- Episode no.: Season 3 Episode 16
- Directed by: Pamela Fryman
- Written by: Kourtney Kang
- Production code: 3ALH16
- Original air date: April 21, 2008

Guest appearances
- James Van Der Beek as Simon; Tiffany as Friend in music video; Alan Thicke as Dad in music video; Ryan Michelle Bathe as Michelle;

Episode chronology
| ← Previous "The Chain of Screaming" | Next → "The Goat" |
- How I Met Your Mother season 3

= Sandcastles in the Sand =

"Sandcastles in the Sand" is the 16th episode in the third season of the television series How I Met Your Mother and 60th overall. It originally aired on April 21, 2008.The episode is notable for revisiting Robin Scherbatsky's past as Canadian pop star Robin Sparkles and for introducing the fictional song "Sandcastles in the Sand," a parody of late 1980s and early 1990s pop ballads.

==Plot==
The episode begins with a montage of Robin from her time as Canadian bubblegum pop star Robin Sparkles. At MacLaren's, Robin announces that her former boyfriend, Simon (James Van Der Beek), will be meeting her there later. Robin describes their break-up: after she loaded his band's equipment into their van after a performance, he dumped her.

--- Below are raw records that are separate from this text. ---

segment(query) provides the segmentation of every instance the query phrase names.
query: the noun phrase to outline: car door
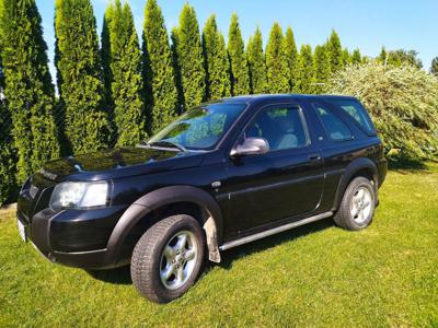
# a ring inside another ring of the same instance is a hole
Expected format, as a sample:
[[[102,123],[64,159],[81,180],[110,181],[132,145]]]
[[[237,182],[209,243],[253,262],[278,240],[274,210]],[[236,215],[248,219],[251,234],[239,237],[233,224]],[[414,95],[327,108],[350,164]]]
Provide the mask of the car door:
[[[264,138],[269,152],[229,160],[227,235],[318,208],[323,161],[310,132],[304,110],[295,103],[268,105],[254,115],[237,144],[247,137]]]

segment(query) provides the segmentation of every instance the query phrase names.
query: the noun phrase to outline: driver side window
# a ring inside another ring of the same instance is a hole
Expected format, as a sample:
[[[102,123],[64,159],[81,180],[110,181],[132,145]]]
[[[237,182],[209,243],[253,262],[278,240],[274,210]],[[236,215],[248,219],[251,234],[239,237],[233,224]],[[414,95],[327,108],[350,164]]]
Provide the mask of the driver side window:
[[[270,151],[297,149],[309,144],[301,109],[270,107],[257,114],[245,132],[245,138],[264,138]]]

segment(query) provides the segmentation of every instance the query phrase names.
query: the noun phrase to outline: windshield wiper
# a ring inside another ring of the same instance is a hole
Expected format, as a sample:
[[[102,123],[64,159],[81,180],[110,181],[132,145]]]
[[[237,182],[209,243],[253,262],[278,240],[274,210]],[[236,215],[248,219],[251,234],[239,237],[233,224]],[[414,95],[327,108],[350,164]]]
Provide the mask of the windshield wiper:
[[[152,145],[158,145],[158,147],[165,147],[165,148],[176,148],[177,150],[181,150],[182,152],[187,152],[187,149],[181,144],[177,144],[172,141],[166,141],[166,140],[160,140],[160,141],[153,141],[153,142],[147,142],[146,145],[152,147]]]

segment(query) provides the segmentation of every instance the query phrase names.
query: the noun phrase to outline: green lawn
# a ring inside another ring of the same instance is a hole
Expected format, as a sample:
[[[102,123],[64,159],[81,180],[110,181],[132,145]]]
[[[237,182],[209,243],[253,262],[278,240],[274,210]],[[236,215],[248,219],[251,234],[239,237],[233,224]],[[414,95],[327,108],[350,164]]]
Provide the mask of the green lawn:
[[[393,171],[371,226],[318,222],[239,247],[182,298],[157,305],[127,269],[51,265],[0,211],[0,327],[438,327],[438,165]]]

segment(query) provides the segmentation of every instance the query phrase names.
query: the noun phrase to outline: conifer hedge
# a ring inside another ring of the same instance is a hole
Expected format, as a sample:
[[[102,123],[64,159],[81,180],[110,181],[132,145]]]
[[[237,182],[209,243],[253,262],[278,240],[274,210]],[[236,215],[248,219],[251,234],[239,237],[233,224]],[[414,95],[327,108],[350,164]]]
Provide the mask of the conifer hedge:
[[[267,84],[269,93],[289,92],[290,77],[285,50],[283,30],[278,23],[274,23],[266,46]]]
[[[254,36],[250,37],[246,48],[250,70],[251,93],[267,93],[266,61],[263,52],[262,32],[258,26]]]
[[[245,46],[239,26],[237,13],[231,16],[228,32],[228,56],[230,58],[231,94],[242,95],[250,93],[250,73],[245,56]]]
[[[314,92],[315,74],[312,48],[310,45],[302,45],[298,57],[297,84],[299,93],[311,94]]]
[[[12,145],[16,152],[16,181],[59,155],[53,116],[54,86],[47,66],[42,20],[33,0],[2,0],[0,9],[1,59],[4,96],[12,117]],[[4,105],[3,112],[4,112]],[[2,120],[8,120],[8,116]],[[4,132],[2,133],[4,134]],[[5,137],[3,137],[5,138]],[[3,139],[2,138],[2,139]],[[3,169],[10,150],[2,151]]]
[[[326,46],[316,46],[314,50],[314,79],[315,93],[323,93],[324,86],[328,82],[330,71],[330,54]]]
[[[148,131],[153,133],[175,117],[178,105],[168,31],[155,0],[146,4],[142,36]]]
[[[191,108],[200,104],[206,95],[206,74],[199,25],[195,9],[191,4],[184,4],[180,15],[180,25],[174,34],[177,39],[176,57],[181,71],[183,107]]]
[[[111,3],[105,13],[110,36],[111,99],[117,145],[136,145],[145,139],[141,54],[134,17],[128,3]]]
[[[73,153],[105,148],[108,117],[90,0],[56,0],[55,63],[65,134]]]
[[[211,15],[204,26],[203,54],[206,71],[206,98],[218,99],[230,96],[230,63],[226,42],[218,30],[215,15]]]
[[[8,199],[14,186],[14,157],[11,148],[10,125],[11,117],[4,101],[4,75],[0,46],[0,207]]]
[[[293,32],[290,26],[286,30],[284,48],[289,92],[293,92],[295,84],[297,83],[298,51]]]

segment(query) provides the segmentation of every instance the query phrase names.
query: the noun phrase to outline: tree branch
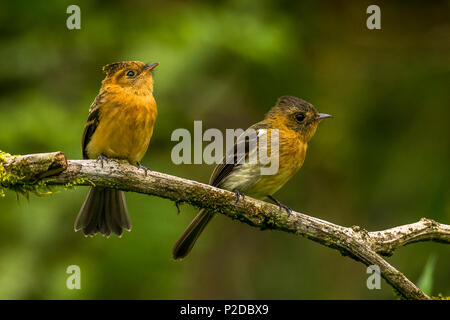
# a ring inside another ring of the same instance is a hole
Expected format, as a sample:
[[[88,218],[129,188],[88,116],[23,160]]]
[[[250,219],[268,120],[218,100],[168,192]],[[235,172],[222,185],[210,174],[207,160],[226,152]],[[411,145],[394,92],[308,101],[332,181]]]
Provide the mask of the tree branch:
[[[142,170],[111,160],[101,164],[95,160],[66,161],[61,152],[13,157],[0,154],[0,189],[39,192],[50,185],[95,185],[123,191],[154,195],[176,203],[186,202],[199,208],[224,214],[260,229],[294,233],[343,255],[376,265],[381,276],[407,299],[429,297],[391,266],[381,255],[418,241],[450,243],[450,226],[430,219],[383,231],[368,232],[358,226],[339,226],[299,212],[288,216],[275,205],[250,197],[235,203],[234,193],[203,183],[167,174]],[[1,190],[0,190],[1,191]]]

The group agrees that every time exes reunite, there is a clear winner and a clear loser. They begin to tally the points for Robin and Simon, awarding Robin five and Simon zero. Robin agrees she will be the clear winner, unless Simon got more attractive. Simon arrives and it is clear he has not: he appears older, less stylish and physically changed from Robin's memories. Despite this, Robin is clearly still smitten with him.

After the reunion, the group retires to Marshall and Ted's apartment. They criticize Simon's personality and how Robin handled the meeting. The group learns that Robin and Simon met after he starred in the music video for her second single, "Sandcastles in the Sand", which the group was previously unaware of. Barney immediately leaves, vowing to find the video.

When Robin attempts to defend herself, the group discusses how being around someone from your past can cause you to revert to the person you were when you knew them, a phenomenon Marshall dubs "revertigo". Marshall and Ted tell Robin that Lily suffers from this; as proof, they invite Lily's high school friend Michelle to hang out with them.

At MacLaren's the next day, Robin tells the group that Simon came to her apartment the night before to reconcile, which she accepted, to the group's dismay. Michelle arrives, and she and Lily begin speaking like excitable teenagers. Michelle, a Ph.D. student in behavioral psychology, identifies this phenomenon as "associative regression".

Mirroring their original breakup, Simon again asks Robin to help load his van before abruptly ending the relationship. The group attempts to console her, but fails. Robin drinks alone at MacLaren's until Barney arrives, complaining that he has yet to find a copy of her video. Realizing what Robin is upset about, Barney consoles her. She invites him to watch the music video at her place. They watch the video over and over, making fun of it, and eventually begin kissing on the couch.

==Critical response==

The A.V. Club gave the episode an A rating. IGN gave the episode a 9 out of 10 rating. Television Without Pity graded the episode A−.